Book Synopsis Monthly Magazine of Politics, Literature, Art, Science, and the Belles-lettres by :
Download or read book Monthly Magazine of Politics, Literature, Art, Science, and the Belles-lettres written by and published by . This book was released on 1798 with total page 578 pages. Available in PDF, EPUB and Kindle. Book excerpt:
Book Synopsis Mendelssohn and His World by : R. Larry Todd
Download or read book Mendelssohn and His World written by R. Larry Todd and published by Princeton University Press. This book was released on 2012-01-16 with total page 428 pages. Available in PDF, EPUB and Kindle. Book excerpt: During the 1830s and 1840s the remarkably versatile composer-pianist-organist-conductor Felix Mendelssohn-Bartholdy stood at the forefront of German and English musical life. Bringing together previously unpublished essays by historians and musicologists, reflections on Mendelssohn written by his contemporaries, the composer's own letters, and early critical reviews of his music, this volume explores various facets of Mendelssohn's music, his social and intellectual circles, and his career. The essays in Part I cover the nature of a Jewish identity in Mendelssohn's music (Leon Botstein); his relationship to the Berlin Singakademie (William A. Little); the role of his sister Fanny Hensel, herself a child prodigy and accomplished composer (Nancy Reich); Mendelssohn's compositional craft in the Italian Symphony and selected concert overtures (Claudio Spies); his oratorio Elijah (Martin Staehelin); his incidental music to Sophocles' Antigone (Michael P. Steinberg); his anthem "Why, O Lord, delay forever?" (David Brodbeck); and an unfinished piano sonata (R. Larry Todd). Part II presents little-known memoirs by such contemporaries as J. C. Lobe, A. B. Marx, Julius Schubring, C. E. Horsley, Max Mller, and Betty Pistor. Mendelssohn's letters are represented in Part III by his correspondence with Wilhelm von Boguslawski and Aloys Fuchs, here translated for the first time. Part IV contains late nineteenth-century critical reviews by Heinrich Heine, Franz Brendel, Friedrich Niecks, Otto Jahn, and Hans von Blow.

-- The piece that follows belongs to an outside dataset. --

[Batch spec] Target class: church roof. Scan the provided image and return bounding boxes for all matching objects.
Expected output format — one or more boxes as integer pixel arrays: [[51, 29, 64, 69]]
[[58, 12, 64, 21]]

Book Synopsis Mendelssohn's 'Italian' Symphony by : John Michael Cooper
Download or read book Mendelssohn's 'Italian' Symphony written by John Michael Cooper and published by Oxford University Press, USA. This book was released on 2003 with total page 262 pages. Available in PDF, EPUB and Kindle. Book excerpt: This study of the composition, reception, extramusical implications and stylistic eclecticism of Mendelssohn's Italian Symphony devotes extensive attention to the differences between the posthumously published familiar version of the work and the composer's revision, which remained unpublised until 2001.